Then, I'm using component.$on(eventName), and mocking the callback function to test the emitted value (event.detail).

Props

You can set initial props values, and modifying them using the client-side component API.

Let's update our component to receive the initial count value.

<!-- lib/Counter.svelte -->
<script lang="ts">
// ...
  export let count: number = 0;
// ...
</script>

<!-- ... -->

Converting count to an input value requires exporting the variable declaration.

Then we can test:

  • default values
  • initial values
  • updating values
// lib/__tests__/Counter.ts
// ...
describe('count', () => {
    it('defaults to 0', async () => {
      const { getByText } = render(Counter);
      const button = getByText(/Clicks:/);
      expect(button.innerHTML).toBe('Clicks: 0');
    });

    it('can have an initial value', async () => {
      const { getByText } = render(Counter, {props: {count: 33}});
      const button = getByText(/Clicks:/);
      expect(button.innerHTML).toBe('Clicks: 33');
    });

    it('can be updated', async () => {
      const { getByText, component } = render(Counter);
      const button = getByText(/Clicks:/);
      expect(button.innerHTML).toBe('Clicks: 0');
      await component.$set({count: 41})
      expect(button.innerHTML).toBe('Clicks: 41');
    });
});
// ...

We are using the second argument of the render method to pass initial values to count, and we are testing it through the rendered button

To update the value, we are calling the $set method on component, which will update the rendered value on the next tick. That's why we need to await it.

Wrapping up

Testing components using Jest and Testing Library can help you avoid errors when developing, and also can make you more confident when applying changes to an existing codebase. I hope this blog post is a step forward to better testing.

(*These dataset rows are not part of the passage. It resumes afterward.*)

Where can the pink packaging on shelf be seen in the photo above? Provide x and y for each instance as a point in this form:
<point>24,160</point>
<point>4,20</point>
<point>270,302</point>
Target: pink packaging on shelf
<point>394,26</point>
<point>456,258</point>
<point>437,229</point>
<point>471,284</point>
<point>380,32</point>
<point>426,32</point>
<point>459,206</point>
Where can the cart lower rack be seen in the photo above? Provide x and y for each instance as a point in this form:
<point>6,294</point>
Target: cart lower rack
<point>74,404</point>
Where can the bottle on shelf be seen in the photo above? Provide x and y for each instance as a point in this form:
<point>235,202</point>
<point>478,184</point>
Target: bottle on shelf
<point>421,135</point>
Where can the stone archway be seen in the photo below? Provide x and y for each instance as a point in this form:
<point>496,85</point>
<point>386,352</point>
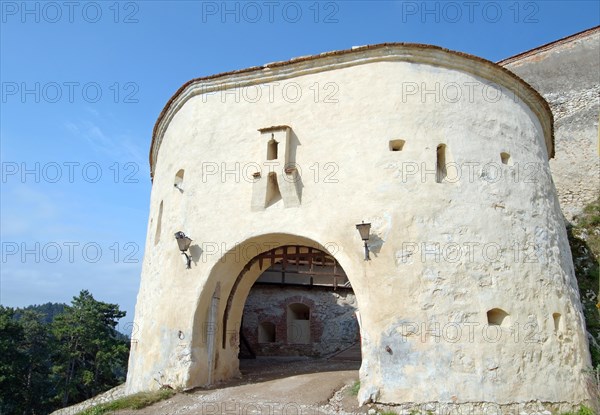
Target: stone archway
<point>217,321</point>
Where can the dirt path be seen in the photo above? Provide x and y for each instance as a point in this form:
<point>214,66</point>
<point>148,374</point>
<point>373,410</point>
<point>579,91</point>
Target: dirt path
<point>271,387</point>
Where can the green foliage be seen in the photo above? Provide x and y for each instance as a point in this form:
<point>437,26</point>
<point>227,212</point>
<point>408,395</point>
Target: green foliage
<point>90,356</point>
<point>584,238</point>
<point>47,311</point>
<point>583,410</point>
<point>355,388</point>
<point>55,355</point>
<point>12,363</point>
<point>137,401</point>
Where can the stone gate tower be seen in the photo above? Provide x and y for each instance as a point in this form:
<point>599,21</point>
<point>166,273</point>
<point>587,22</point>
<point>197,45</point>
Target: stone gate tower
<point>469,297</point>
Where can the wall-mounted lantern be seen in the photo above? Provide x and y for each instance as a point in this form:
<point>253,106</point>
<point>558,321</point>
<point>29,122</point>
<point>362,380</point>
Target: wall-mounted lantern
<point>364,229</point>
<point>184,244</point>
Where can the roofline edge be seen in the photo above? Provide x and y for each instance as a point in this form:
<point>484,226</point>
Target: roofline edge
<point>407,52</point>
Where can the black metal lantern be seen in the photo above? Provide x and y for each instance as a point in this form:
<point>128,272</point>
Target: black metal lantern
<point>184,244</point>
<point>364,229</point>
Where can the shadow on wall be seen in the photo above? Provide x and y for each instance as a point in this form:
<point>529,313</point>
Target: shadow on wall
<point>296,321</point>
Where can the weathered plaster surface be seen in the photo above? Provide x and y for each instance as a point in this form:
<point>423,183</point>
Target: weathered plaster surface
<point>489,236</point>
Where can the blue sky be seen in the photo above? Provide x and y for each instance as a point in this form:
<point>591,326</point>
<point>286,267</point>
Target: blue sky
<point>83,83</point>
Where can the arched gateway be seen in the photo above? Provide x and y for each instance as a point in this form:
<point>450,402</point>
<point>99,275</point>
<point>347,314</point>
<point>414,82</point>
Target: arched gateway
<point>445,154</point>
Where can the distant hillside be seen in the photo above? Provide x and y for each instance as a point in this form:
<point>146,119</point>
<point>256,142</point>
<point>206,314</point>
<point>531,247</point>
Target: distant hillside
<point>565,72</point>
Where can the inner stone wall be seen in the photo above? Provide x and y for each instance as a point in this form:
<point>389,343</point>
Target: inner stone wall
<point>333,324</point>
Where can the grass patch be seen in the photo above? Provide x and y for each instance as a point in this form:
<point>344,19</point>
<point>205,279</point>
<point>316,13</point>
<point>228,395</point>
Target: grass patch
<point>354,388</point>
<point>137,401</point>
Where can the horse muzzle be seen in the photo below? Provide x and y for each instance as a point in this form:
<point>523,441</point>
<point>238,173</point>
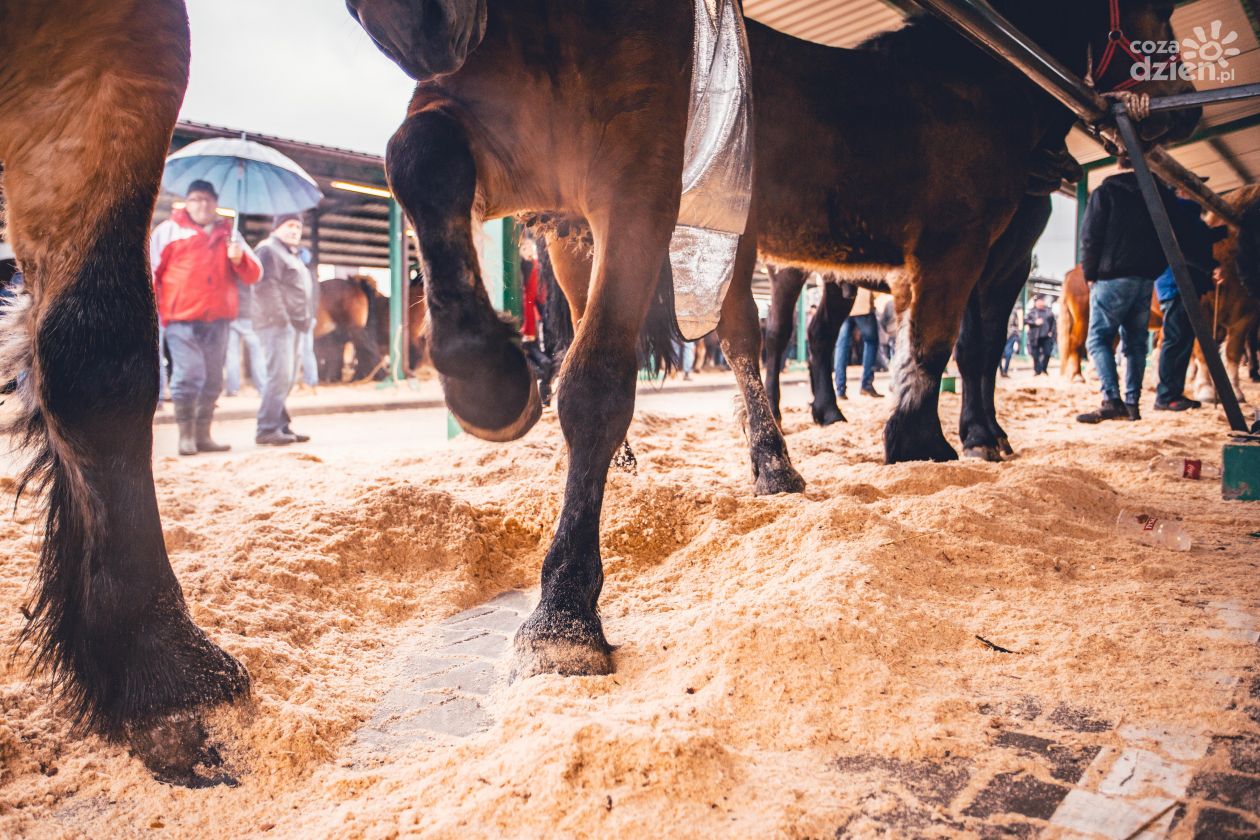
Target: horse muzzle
<point>426,38</point>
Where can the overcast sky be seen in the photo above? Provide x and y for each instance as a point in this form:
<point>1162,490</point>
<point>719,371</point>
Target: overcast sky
<point>303,69</point>
<point>300,69</point>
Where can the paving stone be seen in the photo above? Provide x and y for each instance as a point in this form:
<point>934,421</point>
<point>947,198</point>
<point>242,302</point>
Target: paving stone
<point>504,621</point>
<point>1181,744</point>
<point>519,600</point>
<point>1077,719</point>
<point>474,678</point>
<point>1095,814</point>
<point>934,782</point>
<point>486,645</point>
<point>1067,763</point>
<point>1216,824</point>
<point>1138,772</point>
<point>459,717</point>
<point>1242,752</point>
<point>1240,792</point>
<point>1017,794</point>
<point>468,615</point>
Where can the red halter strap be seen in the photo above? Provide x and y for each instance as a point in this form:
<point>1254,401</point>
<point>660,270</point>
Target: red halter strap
<point>1116,42</point>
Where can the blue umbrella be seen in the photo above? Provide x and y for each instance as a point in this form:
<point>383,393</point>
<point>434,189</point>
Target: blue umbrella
<point>262,180</point>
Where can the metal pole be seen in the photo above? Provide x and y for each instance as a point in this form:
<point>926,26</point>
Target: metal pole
<point>1181,272</point>
<point>397,289</point>
<point>982,23</point>
<point>1205,97</point>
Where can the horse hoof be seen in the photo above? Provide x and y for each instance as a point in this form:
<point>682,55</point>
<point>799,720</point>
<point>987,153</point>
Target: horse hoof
<point>776,476</point>
<point>983,454</point>
<point>175,751</point>
<point>551,642</point>
<point>828,416</point>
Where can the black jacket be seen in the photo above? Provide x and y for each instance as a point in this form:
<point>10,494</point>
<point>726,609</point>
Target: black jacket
<point>1118,238</point>
<point>282,294</point>
<point>1040,323</point>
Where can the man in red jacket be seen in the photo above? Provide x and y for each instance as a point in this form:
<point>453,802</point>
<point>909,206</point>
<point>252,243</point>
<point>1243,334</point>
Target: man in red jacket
<point>197,267</point>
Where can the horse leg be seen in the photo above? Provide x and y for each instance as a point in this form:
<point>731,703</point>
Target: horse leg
<point>785,287</point>
<point>107,615</point>
<point>823,330</point>
<point>984,329</point>
<point>595,403</point>
<point>488,384</point>
<point>930,302</point>
<point>740,331</point>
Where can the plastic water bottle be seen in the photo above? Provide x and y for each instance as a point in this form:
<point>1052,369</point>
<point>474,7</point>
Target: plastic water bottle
<point>1185,467</point>
<point>1152,530</point>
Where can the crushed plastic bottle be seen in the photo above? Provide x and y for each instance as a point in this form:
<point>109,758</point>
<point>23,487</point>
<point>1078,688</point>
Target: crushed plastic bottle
<point>1152,530</point>
<point>1185,467</point>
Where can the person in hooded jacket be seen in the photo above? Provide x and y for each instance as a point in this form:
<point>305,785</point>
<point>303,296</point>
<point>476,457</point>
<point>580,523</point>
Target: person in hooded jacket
<point>1120,256</point>
<point>198,262</point>
<point>280,314</point>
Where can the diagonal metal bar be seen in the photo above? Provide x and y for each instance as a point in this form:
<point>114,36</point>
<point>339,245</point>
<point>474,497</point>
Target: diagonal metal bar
<point>1181,271</point>
<point>982,23</point>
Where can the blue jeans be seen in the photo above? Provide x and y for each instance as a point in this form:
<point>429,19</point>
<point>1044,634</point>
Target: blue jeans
<point>1174,350</point>
<point>197,354</point>
<point>243,331</point>
<point>868,330</point>
<point>1120,306</point>
<point>306,355</point>
<point>277,351</point>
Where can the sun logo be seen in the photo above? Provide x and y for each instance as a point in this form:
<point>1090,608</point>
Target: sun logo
<point>1210,48</point>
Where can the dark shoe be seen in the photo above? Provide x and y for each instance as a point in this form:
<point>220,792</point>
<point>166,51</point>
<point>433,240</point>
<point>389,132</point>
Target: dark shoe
<point>185,418</point>
<point>204,442</point>
<point>1110,409</point>
<point>1177,404</point>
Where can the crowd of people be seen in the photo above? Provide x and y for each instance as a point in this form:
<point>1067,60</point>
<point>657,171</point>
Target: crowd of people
<point>214,291</point>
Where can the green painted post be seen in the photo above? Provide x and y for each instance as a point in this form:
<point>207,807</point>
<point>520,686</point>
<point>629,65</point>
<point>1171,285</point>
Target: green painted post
<point>1082,199</point>
<point>801,314</point>
<point>397,290</point>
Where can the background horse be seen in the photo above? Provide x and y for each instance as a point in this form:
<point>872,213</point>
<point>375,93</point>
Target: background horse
<point>921,160</point>
<point>91,93</point>
<point>1234,306</point>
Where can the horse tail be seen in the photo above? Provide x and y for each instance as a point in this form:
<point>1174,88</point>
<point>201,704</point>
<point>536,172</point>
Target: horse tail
<point>557,317</point>
<point>660,339</point>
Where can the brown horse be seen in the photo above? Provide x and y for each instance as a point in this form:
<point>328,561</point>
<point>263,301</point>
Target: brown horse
<point>353,312</point>
<point>578,108</point>
<point>909,159</point>
<point>1234,306</point>
<point>90,96</point>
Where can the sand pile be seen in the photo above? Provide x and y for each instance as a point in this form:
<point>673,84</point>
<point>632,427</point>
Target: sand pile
<point>771,650</point>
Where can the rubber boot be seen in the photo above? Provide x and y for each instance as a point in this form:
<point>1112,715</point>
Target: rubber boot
<point>204,442</point>
<point>185,417</point>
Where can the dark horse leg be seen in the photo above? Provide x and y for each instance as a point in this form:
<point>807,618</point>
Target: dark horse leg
<point>740,331</point>
<point>83,160</point>
<point>824,329</point>
<point>984,329</point>
<point>488,384</point>
<point>930,304</point>
<point>785,286</point>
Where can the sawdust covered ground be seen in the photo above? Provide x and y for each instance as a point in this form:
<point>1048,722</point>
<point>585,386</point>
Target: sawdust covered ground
<point>765,644</point>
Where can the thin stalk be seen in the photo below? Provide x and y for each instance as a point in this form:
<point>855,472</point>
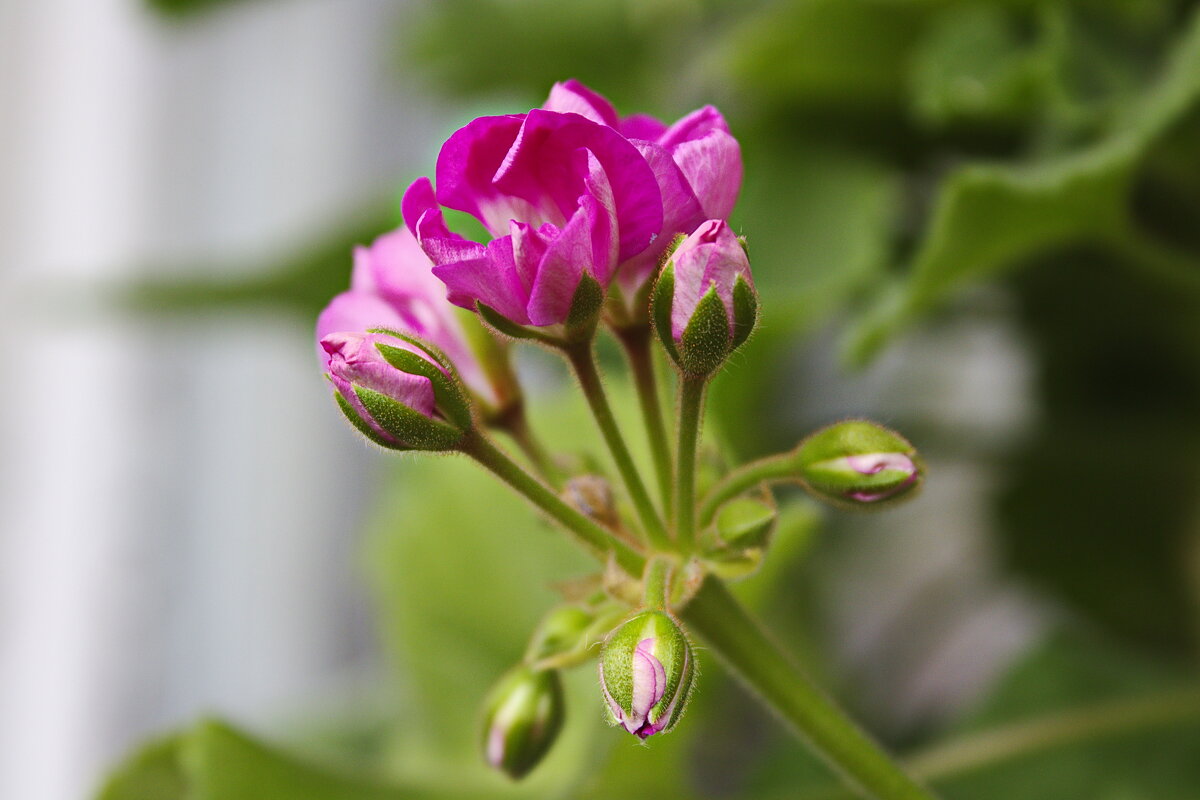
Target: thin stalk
<point>599,541</point>
<point>657,582</point>
<point>517,426</point>
<point>738,641</point>
<point>636,342</point>
<point>691,409</point>
<point>743,479</point>
<point>582,361</point>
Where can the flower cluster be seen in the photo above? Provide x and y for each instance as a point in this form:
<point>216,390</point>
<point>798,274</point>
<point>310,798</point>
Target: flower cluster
<point>593,220</point>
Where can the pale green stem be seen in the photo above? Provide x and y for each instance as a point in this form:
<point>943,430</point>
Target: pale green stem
<point>747,650</point>
<point>599,541</point>
<point>772,468</point>
<point>636,342</point>
<point>583,364</point>
<point>657,582</point>
<point>691,409</point>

You can find these examples in this repo

This Dot is a consultancy dedicated to guiding companies through their modernization and digital transformation journeys. Specializing in replatforming, modernizing, and launching new initiatives, we stand out by taking true ownership of your engineering projects.

We love helping teams with projects that have missed their deadlines or helping keep your strategic digital initiatives on course. Check out our case studies and our clients that trust us with their engineering.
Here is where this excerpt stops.